Updated: Jun 23, 2020



Blog by Dan

Community Champion


Four volunteers tilled the now dryer soil at Phipps Bridge this Wednesday. We ventured out under the “lockdown” rule that says allotmenting counts as your “one outing for exercise” a day, provided you get no closer to others than shouting distance. I spent two lovely hours hoeing the weeds away from the rapidly growing broad beans, basking in the warming spring sun.

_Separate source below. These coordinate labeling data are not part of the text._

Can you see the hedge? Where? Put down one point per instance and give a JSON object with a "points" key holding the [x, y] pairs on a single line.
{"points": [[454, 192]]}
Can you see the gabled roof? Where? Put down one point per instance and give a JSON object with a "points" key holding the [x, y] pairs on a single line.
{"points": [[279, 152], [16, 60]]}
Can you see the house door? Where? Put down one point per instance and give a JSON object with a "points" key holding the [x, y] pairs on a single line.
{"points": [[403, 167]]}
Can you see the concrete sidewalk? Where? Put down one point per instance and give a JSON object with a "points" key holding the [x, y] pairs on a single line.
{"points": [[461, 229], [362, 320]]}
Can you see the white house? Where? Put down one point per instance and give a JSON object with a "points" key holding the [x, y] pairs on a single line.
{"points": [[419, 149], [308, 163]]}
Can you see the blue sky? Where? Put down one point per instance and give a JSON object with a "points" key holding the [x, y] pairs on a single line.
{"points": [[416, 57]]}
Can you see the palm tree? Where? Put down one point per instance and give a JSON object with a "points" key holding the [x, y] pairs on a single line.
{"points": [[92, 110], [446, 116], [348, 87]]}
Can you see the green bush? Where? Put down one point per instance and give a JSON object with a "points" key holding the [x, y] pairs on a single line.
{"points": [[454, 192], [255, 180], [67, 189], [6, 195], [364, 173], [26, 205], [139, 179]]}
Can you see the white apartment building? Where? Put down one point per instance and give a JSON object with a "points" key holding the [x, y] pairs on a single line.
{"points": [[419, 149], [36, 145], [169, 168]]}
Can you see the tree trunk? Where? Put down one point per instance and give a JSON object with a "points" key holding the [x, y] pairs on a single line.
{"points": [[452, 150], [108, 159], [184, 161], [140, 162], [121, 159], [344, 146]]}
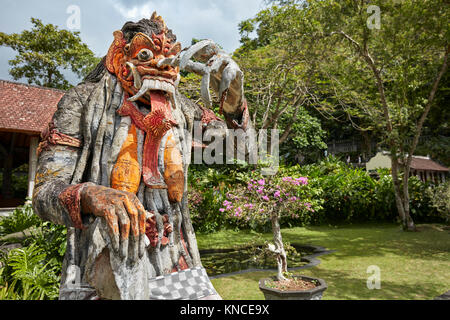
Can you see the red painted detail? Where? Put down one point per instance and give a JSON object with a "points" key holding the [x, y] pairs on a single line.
{"points": [[156, 124]]}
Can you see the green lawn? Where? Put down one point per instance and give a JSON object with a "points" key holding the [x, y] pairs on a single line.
{"points": [[413, 265]]}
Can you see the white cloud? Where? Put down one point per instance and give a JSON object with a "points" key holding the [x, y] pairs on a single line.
{"points": [[196, 19]]}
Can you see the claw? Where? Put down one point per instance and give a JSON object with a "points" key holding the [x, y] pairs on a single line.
{"points": [[192, 51]]}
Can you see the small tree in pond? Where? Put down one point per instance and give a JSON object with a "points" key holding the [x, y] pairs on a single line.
{"points": [[270, 200]]}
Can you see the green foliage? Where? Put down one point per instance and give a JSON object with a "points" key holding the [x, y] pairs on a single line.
{"points": [[44, 51], [21, 219], [33, 271], [440, 197], [338, 194]]}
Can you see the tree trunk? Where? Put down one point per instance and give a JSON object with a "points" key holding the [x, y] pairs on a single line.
{"points": [[402, 196], [7, 190], [279, 246]]}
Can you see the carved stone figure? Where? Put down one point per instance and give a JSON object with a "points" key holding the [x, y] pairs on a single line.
{"points": [[113, 166]]}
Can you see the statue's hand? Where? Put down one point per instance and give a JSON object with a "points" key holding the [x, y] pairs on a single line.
{"points": [[123, 213], [219, 71]]}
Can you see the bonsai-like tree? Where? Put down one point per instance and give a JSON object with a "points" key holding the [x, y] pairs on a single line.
{"points": [[271, 200]]}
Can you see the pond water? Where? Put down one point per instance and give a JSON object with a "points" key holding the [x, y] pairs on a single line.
{"points": [[224, 261]]}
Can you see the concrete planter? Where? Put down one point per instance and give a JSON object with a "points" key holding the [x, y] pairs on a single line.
{"points": [[312, 294]]}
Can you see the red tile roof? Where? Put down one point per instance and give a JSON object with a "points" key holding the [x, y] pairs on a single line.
{"points": [[419, 163], [26, 108]]}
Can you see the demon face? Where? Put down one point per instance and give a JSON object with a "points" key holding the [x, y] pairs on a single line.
{"points": [[134, 55]]}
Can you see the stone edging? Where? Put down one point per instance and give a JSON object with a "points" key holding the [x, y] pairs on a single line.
{"points": [[311, 259]]}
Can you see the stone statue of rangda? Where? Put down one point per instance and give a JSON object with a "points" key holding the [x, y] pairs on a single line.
{"points": [[113, 166]]}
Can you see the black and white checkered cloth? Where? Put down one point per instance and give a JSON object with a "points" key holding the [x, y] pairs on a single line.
{"points": [[191, 284]]}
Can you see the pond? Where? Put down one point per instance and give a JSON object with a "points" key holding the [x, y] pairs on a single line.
{"points": [[224, 261]]}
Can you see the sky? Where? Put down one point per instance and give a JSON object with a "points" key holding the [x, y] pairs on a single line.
{"points": [[98, 19]]}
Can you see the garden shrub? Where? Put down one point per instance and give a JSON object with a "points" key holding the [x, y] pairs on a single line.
{"points": [[21, 219], [348, 194], [32, 272]]}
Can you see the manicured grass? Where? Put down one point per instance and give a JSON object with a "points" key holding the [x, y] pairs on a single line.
{"points": [[414, 266]]}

The other volunteers - if my long-distance eyesight did not betray me - planted potatoes and removed an unwanted “crop” of thistles. There is no need for me to explain the real hardship, fear and suffering that the coronacrisis has brought, and I would not wish to make light of that. However, any crisis brings at least some good things along with the bad. For me, being able to walk the three miles to Phipps Bridge almost pollution-free, and to hear the birds singing, unimpeded by the constant roar of planes from Heathrow, are a real pleasure. The many acts of everyday kindness that you cannot help witnessing, and the enhanced interest neighbours are taking in one another, are also major “silver linings” to this viral cloud. These make me wonder whether this period may help us to envisage a society that takes far greater heed of the needs of both people and nature. That may sound utopian, but it was in the midst of the Second World War that the NHS and the welfare state were designed. Right - I'll climb carefully (my back is a bit sore from hoeing!) off my soapbox now. Stay well, and if you're not well, I hope you recover soon.